In June 1954, the Atomic Energy Commission determined that J.
Robert Oppenheimer, wartime director of the Manhattan Project and
Father of the Atomic Bomb, was a security risk. Consequently,
America's most prominent scientist was removed from government
service. In contrast to historical and political explanations of
the Oppenheimer case, Holloway explores the role that rhetoric
played in Oppenheimer's demise. In doing so, the author draws
attention to the symbolic nature of politics and character and
highlights the significant interaction of political and scientific
terminologies in American discourse.
Holloway's analysis and evaluation suggest that the accusations
against Oppenheimer used the most powerful terms of the
mid-1950s--communism, progress, and science--to legitimize the
government's questionable action. Oppenheimer, for his part, failed
to use his most strategic rhetorical resources in his defense, and
therefore participated in his own ruin.
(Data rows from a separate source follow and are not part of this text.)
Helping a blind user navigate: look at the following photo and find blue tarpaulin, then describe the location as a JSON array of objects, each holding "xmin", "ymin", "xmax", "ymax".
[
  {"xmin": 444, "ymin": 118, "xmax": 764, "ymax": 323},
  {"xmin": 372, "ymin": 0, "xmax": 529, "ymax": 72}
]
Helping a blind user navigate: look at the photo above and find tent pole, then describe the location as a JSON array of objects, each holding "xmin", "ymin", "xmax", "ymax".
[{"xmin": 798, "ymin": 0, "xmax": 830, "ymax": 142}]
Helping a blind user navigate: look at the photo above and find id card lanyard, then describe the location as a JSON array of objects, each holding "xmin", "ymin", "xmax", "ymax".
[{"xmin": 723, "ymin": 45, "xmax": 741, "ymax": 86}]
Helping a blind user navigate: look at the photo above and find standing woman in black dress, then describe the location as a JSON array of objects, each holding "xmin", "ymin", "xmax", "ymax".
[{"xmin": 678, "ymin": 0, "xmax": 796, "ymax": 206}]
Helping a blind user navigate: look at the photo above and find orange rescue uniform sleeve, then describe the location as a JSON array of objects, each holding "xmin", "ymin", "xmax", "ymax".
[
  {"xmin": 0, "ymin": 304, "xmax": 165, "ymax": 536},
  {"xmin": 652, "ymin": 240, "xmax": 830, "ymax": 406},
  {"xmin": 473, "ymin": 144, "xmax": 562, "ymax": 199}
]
Holloway highlights the
rhetorical interaction among accusation, self-defense, and decision
statements through a microscopic rhetorical analysis of the case's
five central documents. An original extension and refinement of
Kenneth Burke's cluster-agon method, which Holloway calls
terminological algebra, is proposed as a systematic analytical tool
consistent with Burke's theories. Recommended for critics of
rhetoric and political communication.